European Research Grant for Ivan Matic

Uncovering the letters of the cell’s alphabet

December 12, 2019

Ivan Matic, Research Group leader at the Max Planck Institute for Biology of Ageing and the CECAD Excellenscluster for Ageing Research, was awarded with the prestigious Consolidator Grant of the European Research Council (ERC). In his project he investigates how the cell determines the fate of specific proteins using tags, the so called post-translational modifications.

Post-translational modifications (PTMs) are small chemical flags, added to proteins in order to modulate their function. They act as letters of a coding alphabet that the cell can use to determine what to do with a specific protein. In his ERC-funded project “nbPTMs”, Matic seeks to develop an advanced technology to fully explore the alphabet the cell uses for sending internal messages through an elaborate protein language.

“This grant means a lot to me, because for the next five years it will allow me to focus on interdisciplinary frontier research”, says Ivan Matic.

The awardee

Ivan Matic obtained his PhD in Biochemistry under the supervision of Matthias Mann at the Max Planck Institute for Biochemistry in Martinsried, Germany. After his stay as a Sir Henry Wellcome Postdoctoral Fellow with Ron Hay at the University of Dundee, Scotland he was appointed as Research Group Leader at the Max Planck Institute for Biology of Ageing and CECAD in 2014. In 2018 he was selected as an EMBO Young Investigator. Matic is also the head of the Proteomics Core Facility at the Max Planck Institute for Biology of Ageing.

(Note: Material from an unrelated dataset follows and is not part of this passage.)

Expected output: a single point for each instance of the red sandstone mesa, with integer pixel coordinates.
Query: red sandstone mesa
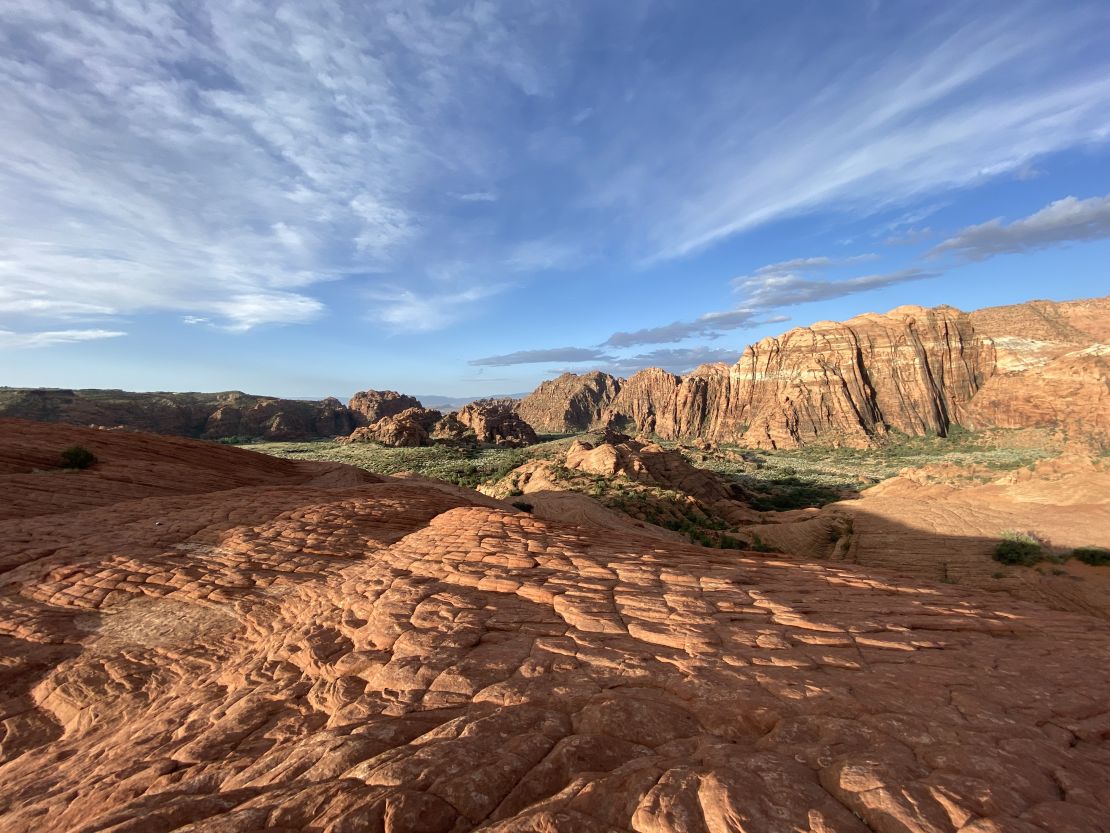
(202, 639)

The European Research Council

The European Research Council, set up by the European Union in 2007, is the first European funding organisation for excellent frontier research. Every year, it selects and funds the very best, creative researchers of any nationality and age, to run projects based in Europe. „ERC Consolidator Grants are designed to support excellent Principal Investigators at the career stage at which they may still be consolidating their own independent research team or programme. Applicant Principal Investigators must demonstrate the ground-breaking nature, ambition and feasibility of their scientific proposal.“ (European Research Council). The research must be conducted in a public or private research organisation located in one of the EU Member States or Associated Countries. The funding (up to €2 million per grant) is provided over up to five years.